Кроме того благозвучна та речь, в которой гласные сменяются согласными и не встречается подряд несколько гласных и несколько согласных. Несколько гласных подряд образуют «зияние», мешающее отчетливости восприятия и произношения. В русском языке «зияние» вообще отсутствует, так как формы, образующие зияние, в большинстве случаев вымерли (мы говорим «между ними» вместо «между ими», хотя последняя форма еще господствовала в начале XIX в., греческое имя «Иоанн» превратилось в «Иван», между гласными обычно присутствует «йот»). Однако при употреблении иностранных имен и слов, а также при столкновении слов зияние может получиться, например, «река и озеро», «при Иуде». Зияние тем неприятнее, чем однообразнее следующие друг за другом гласные, например: «расскажите про оазис» (праяязис), «пророчества Исайи и Иисуса (пять и подряд).

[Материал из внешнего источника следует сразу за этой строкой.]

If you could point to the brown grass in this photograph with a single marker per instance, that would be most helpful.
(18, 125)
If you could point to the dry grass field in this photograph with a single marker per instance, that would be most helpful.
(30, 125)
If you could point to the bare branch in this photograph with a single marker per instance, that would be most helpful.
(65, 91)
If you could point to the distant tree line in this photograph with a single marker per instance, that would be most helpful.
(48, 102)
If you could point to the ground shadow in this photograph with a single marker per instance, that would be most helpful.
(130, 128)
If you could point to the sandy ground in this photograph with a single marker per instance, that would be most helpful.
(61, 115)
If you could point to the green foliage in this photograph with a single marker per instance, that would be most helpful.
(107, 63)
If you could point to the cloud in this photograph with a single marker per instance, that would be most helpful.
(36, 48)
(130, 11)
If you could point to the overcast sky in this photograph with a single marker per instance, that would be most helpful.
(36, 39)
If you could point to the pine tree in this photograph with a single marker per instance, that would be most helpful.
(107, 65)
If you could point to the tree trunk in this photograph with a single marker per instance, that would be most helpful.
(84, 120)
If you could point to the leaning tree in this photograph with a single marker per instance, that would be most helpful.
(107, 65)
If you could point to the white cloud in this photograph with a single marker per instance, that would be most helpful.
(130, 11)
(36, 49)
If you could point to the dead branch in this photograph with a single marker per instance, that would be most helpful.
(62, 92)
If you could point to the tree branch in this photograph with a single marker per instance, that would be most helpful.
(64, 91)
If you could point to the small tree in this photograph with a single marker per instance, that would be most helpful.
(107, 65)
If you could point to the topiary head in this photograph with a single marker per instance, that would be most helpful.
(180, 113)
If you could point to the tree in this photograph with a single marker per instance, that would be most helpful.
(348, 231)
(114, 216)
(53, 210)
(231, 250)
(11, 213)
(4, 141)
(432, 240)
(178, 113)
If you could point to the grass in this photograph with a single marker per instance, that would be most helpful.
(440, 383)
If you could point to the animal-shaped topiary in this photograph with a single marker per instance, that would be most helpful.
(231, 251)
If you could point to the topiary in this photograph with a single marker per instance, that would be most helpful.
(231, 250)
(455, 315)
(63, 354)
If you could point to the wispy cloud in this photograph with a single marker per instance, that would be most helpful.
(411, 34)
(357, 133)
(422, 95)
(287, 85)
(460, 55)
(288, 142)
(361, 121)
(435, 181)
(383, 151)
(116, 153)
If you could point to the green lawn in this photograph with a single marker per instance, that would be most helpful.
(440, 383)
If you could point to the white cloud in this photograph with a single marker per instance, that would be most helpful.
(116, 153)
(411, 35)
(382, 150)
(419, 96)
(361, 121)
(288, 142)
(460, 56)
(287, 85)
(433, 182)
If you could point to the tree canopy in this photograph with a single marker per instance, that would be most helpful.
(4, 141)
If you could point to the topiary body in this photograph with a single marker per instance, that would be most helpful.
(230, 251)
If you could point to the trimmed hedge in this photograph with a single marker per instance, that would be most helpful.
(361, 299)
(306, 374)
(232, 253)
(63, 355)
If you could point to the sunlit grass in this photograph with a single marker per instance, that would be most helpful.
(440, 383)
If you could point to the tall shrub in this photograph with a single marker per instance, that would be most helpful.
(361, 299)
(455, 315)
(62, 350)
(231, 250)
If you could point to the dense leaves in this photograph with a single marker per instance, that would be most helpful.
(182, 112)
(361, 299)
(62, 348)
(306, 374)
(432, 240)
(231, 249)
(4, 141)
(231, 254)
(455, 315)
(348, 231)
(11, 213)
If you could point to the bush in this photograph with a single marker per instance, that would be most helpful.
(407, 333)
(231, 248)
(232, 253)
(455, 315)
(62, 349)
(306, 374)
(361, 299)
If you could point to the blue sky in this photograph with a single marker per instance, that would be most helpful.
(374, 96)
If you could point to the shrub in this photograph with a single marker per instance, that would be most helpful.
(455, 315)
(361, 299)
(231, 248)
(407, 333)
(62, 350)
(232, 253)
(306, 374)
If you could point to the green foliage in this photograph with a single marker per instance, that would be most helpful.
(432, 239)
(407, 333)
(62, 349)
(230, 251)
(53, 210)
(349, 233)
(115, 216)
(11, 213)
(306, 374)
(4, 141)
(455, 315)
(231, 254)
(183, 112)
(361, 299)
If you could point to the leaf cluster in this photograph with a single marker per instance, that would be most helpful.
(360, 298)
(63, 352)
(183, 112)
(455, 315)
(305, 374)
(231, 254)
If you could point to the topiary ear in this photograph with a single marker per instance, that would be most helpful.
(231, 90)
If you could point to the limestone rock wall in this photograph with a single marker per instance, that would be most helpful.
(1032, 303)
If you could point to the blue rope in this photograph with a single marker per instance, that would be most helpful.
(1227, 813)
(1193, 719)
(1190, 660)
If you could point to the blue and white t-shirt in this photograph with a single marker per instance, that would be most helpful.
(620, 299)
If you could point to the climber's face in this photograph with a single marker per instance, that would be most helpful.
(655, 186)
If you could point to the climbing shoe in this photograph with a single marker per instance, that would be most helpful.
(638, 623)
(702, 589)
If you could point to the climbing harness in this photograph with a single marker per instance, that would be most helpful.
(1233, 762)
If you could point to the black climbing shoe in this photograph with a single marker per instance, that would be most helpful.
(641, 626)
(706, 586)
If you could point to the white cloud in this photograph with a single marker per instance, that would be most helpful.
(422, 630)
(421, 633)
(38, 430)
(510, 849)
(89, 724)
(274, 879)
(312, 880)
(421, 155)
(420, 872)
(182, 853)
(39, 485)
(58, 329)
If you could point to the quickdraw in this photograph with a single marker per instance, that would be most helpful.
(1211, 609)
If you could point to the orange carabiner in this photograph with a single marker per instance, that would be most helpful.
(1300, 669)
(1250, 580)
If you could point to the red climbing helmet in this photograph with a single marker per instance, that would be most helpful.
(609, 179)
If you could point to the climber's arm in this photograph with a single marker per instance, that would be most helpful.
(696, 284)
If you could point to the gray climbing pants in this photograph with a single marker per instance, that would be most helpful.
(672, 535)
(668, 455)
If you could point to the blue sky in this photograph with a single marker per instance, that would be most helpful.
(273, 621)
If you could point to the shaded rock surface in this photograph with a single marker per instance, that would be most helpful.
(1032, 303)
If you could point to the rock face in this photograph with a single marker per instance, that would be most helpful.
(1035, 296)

С другой стороны, неблагозвучно столкновение некоторых согласных, например «отмщены», «мерзкий» и т.п. Впрочем, некоторые столкновения согласных, как, например, «вл», «пл» и т.п., следует отнести к ряду благозвучных.
В целях благозвучия Державин в некоторых своих стихотворениях избегал звука «р». Вот, например, его «Шуточное желание» (введенное Чайковским в его оперу «Пиковая дама»).
Если б милые девицы
Так летали, будто птицы,
И садились на сучках:
Я желал бы быть сучочком,
Чтобы тысячам девόчкам*
На моих сидеть сучках.
Пусть сидели бы и пели,
Вили гнезда и свистели,
Выводили и птенцов:
Никогда б я не сгибался,
Вечно б ими любовался
Был милее всех сучков.
* В этом слове диалектическое ударение «девòчки» вместо литературного «дèвочки».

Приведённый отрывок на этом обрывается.